Editor’s Note: This Sentinel’s Prime Directive: Ruin or spoil all stories about mutants.
Being a cynical and ironic child of the late 1980s / early 90s, there isn’t a reason on Earth why I should like Avengers Academy #32. It is naked and blatant in its attempts to manipulate the reader’s emotions by placing children and their pets in mortal danger from a cold and callous external threat. It blatantly pulls the old E.T. trick of making kids the emotionally satisfying voice of emotional trueness in the face of cold and calculating adult logic and compromise, and it even alludes to the old Old Yeller tearjerker moment when it isn’t obviously humping the corpse of Short Circuit. Truly, a book like this should have me sneering disdainfully while listening to Nirvana on my way to a Richard Linkater film and slacking. Or something like that.
With all that said, it’s now 2012, and the other day I almost got weepy when the Boston Red Sox traded Kevin Youkilis. So I don’t know if I’m losing my edge or what, but rather than being turned off by the obvious emotional manipulation going on in this comic book, I found it to be one of the best of the week. So either writer Christos Gage is damn good at what he’s doing, or I am turning into a colossal pussy. Regardless: I liked this book.
Avengers Academy #32 is part of the Avengers Vs. X-Men event, taking place shortly after The Phoenix Five (Appearing soon with The Coasters and The Beach Boys at a county fair near you!) absorbed the Phoenix Force and started fixing the world, as depicted in Avengers Vs. X-Men #6. The war hasn’t obviously hit Avengers Academy here, as X-23 is wandering around, getting in people’s shit complaining about student Juston Seyfert and his pet Sentinel. Yeah, a mutant-killing Sentinel that Juston has reprogrammed to be loyal to him… by driving the “kill all mutants” directive down the memory stack to somewhere between “protect Juston and his friends” and “Juston always deserves a happy ending.” Then Phoenix-possessed Emma Frost shows up, and all hell breaks loose.
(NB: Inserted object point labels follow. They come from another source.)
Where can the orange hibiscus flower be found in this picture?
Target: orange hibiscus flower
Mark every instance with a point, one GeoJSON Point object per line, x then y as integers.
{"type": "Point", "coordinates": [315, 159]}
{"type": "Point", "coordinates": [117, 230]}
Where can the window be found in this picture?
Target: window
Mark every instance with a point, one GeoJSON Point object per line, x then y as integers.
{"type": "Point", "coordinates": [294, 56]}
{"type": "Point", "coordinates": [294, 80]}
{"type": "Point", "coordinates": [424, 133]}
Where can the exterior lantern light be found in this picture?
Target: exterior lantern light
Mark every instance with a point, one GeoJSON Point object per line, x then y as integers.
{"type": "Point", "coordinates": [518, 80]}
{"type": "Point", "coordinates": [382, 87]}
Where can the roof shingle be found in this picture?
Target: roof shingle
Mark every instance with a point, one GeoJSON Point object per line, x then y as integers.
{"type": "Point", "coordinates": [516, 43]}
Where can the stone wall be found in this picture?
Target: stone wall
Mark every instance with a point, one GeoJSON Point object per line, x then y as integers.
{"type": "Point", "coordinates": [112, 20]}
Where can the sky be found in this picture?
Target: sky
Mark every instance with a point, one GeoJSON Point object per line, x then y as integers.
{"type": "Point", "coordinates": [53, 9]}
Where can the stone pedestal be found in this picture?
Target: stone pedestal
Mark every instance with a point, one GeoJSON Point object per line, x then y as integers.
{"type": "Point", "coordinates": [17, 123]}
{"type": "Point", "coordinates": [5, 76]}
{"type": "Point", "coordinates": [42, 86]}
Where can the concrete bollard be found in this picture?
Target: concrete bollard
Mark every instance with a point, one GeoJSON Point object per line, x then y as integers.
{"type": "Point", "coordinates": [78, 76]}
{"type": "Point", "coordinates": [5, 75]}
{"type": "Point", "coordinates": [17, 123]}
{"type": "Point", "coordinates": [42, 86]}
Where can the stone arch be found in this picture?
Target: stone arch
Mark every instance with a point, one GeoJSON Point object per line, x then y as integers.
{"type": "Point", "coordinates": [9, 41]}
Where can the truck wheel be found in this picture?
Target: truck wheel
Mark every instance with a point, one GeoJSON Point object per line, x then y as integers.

That’s the plot… but there is a hell of a lot else going on here. The parallels that Gage draws between characters and their conflicting motivations in the face of this situation are Goddamned masterfully done, and add one hell of a lot of ambiguity to what seem to be cut-and-dried desires and decisions to each of the characters. It makes complete and total sense that mutant Wolverine clone X-23, a mutant, would want a machine built to kill destroyed… until Juston points out that X-23 was cloned and trained to be a killing machine herself. It is simple logic that Hank Pym would make the decision to surrender the Sentinel to Emma Frost to save the students because the Sentinel’s just a machine… until Striker reminds Pym that Pym’s former love Jocasta was also a machine.
Gage packs moments like these into the books, along with moments that, yes, are blatant attempts to manipulate our emotions to hammer the stakes of the book home. Yes: it is a cheapjack move to tweak your heartstrings by seeing X-23 in a position where she is forced to decide whether or not to kill a small animal, and yes: seeing a child weep over the impending death of his best friend is one of the most cynical ways to induce tears, second only to pepper spraying you while yanking out your nose hairs with pliers. But just because these moves are obvious doesn’t mean that they’re not effective.
By combining obvious plays for emotion with effective motivational ambiguity in the prime movers of the story, Gage effectively creates a story that sucks you into the struggles of the characters, and gives reasonable and logical reasons for people who were working at cross purposes on page one to come together in one of the most thrilling lost-cause cliffhanger endings of the past few weeks. It is an ending that could only be made more satisfying if you happened to be listening to Rage Against The Machine’s Killing In The Name when you read it.
The book’s art by Timothy Green II is solid and workmanlike, if not spectacular and stylized. That’s not a bad thing. His stuff is finely detailed and clear, but with a weird mix of what appears to be a combination of manga and 90s-style X-Treme influences; the eyes are somewhat big, and the bodies generally realistic (although the women are all kinda wasp-waisted with normal-sized breasts, which screams Sailor Moon to me, but not in a way that utterly compels me to masturbate), while some of the faces have Liefeld-style crosshatched details on them… but done lightly, like on some level he knows that he shouldn’t be doing it. Still and all, his storytelling is clear and easy to follow, and his panel placement is clear enough as to not be intimidating or confusion; so while his style isn’t one that totally works for me, it serves the story well enough.
Viewed from one angle, this story is a blatant and cynical attempt to play on your emotions to suck you in. From another angle: those attempts work. This is a damn fine book that will make you care about the characters and damn near make you fist-pump at the end. It is arguably the best book of the week, and that’s from a guy who at eleven years old, didn’t cry when E.T. died.
Then again, E.T. didn’t have a .390 on-base percentage with 83 RBIs and a Golden Glove award on the way to taking the Sox to the 2007 championship, so, you know, fuck E.T.